By Jim EllisAug. 1, 2019 — It looks like the House GOP retirement cavalcade of the past week is continuing. Reports surfaced overnight yesterday that Texas Rep. Mike Conaway (R-Midland) would announce his retirement from Congress after what will be 16 years in office at the end of the current term. He did so yesterday in an afternoon press conference in Midland, Texas, which opens the 15th House seat in this election cycle, and the fifth in the past week.
Though the last five seats all come from the Republican side, four are safe for the party and will produce GOP successors. The eventual Republican nominee in the TX-22 seat, from which Rep. Pete Olson (R-Sugar Land) is departing, will still be favored next November, but this district will be competitive.Texas’ 11th District is the third-safest Republican seat in the nation, at least on the 2016 Trump presidential scale. The president received 78 percent of the vote from this west Texas constituency, and the eventual GOP nominee will become a prohibitive favorite in the 2020 general election.

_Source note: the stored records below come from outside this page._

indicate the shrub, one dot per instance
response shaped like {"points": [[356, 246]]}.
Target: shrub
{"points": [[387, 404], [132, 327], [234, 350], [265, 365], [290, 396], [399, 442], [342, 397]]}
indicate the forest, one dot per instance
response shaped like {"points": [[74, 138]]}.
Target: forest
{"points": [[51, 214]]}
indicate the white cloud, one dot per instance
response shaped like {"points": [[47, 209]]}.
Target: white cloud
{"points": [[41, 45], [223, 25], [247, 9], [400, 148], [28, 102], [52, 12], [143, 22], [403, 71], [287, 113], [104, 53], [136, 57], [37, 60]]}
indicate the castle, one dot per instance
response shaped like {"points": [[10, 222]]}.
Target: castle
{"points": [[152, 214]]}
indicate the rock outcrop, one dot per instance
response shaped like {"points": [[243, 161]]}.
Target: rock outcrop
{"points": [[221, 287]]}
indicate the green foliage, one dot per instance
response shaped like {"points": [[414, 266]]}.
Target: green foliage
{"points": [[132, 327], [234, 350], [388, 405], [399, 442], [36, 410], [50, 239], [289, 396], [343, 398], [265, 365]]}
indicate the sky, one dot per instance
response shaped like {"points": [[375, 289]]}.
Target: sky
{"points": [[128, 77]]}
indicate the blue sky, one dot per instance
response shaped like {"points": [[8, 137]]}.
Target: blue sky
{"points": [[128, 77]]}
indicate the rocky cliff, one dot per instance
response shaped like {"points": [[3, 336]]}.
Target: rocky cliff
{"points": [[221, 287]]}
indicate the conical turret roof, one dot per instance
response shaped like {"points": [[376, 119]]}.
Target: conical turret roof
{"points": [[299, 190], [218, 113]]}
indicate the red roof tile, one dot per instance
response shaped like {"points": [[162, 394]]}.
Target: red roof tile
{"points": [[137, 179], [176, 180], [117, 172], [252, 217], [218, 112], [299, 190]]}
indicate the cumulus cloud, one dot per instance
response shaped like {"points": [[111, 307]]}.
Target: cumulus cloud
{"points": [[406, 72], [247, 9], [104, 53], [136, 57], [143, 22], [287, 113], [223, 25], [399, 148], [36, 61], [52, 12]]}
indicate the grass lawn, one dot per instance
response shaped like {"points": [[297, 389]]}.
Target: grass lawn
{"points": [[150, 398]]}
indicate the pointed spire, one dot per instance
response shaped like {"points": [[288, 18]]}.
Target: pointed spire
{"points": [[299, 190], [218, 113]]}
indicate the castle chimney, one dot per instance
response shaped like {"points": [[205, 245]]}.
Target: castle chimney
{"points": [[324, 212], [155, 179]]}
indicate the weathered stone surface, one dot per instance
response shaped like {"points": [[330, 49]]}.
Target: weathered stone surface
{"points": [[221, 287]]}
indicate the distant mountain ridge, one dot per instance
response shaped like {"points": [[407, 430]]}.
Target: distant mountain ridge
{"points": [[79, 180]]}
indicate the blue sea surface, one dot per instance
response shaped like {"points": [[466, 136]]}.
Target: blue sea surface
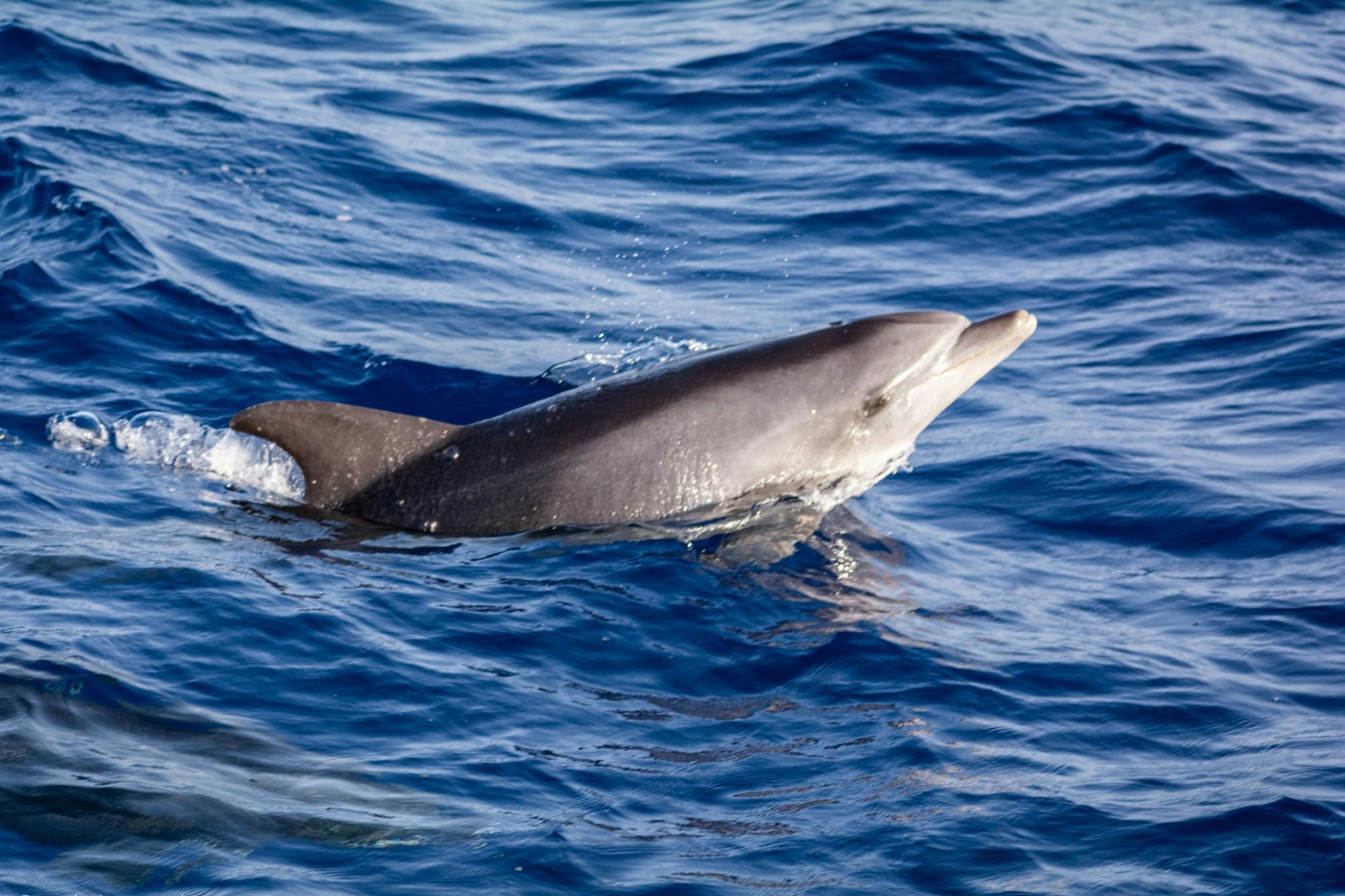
{"points": [[1091, 642]]}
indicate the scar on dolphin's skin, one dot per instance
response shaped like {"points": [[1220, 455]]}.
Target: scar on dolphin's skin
{"points": [[709, 432]]}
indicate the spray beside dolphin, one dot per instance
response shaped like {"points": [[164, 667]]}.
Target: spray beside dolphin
{"points": [[822, 413]]}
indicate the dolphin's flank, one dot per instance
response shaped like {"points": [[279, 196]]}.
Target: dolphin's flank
{"points": [[793, 416]]}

The 11th District is anchored in the Midland-Odessa region deep in west Texas, moves east to annex the city of San Angelo, and then travels northeast almost to the outer Ft. Worth suburbs. The district contains 27 counties and parts of two others. In addition to posting 78 percent for Trump, Mitt Romney earned 79 percent, and John McCain recorded 76 percent support in 2008.
More than 70 percent of the congressional district lies in two state Senate seats, the latter districts actually being larger than federal CDs. Interestingly, those two Senate seats are anchored in cities, Lubbock and Amarillo, that lie as population anchors of different congressional districts. Therefore, Sens. Chris Perry (R-Lubbock) or Kel Seliger (R-Amarillo) will have a smaller political base in the 11th CD than one would guess from looking at the district overlay map.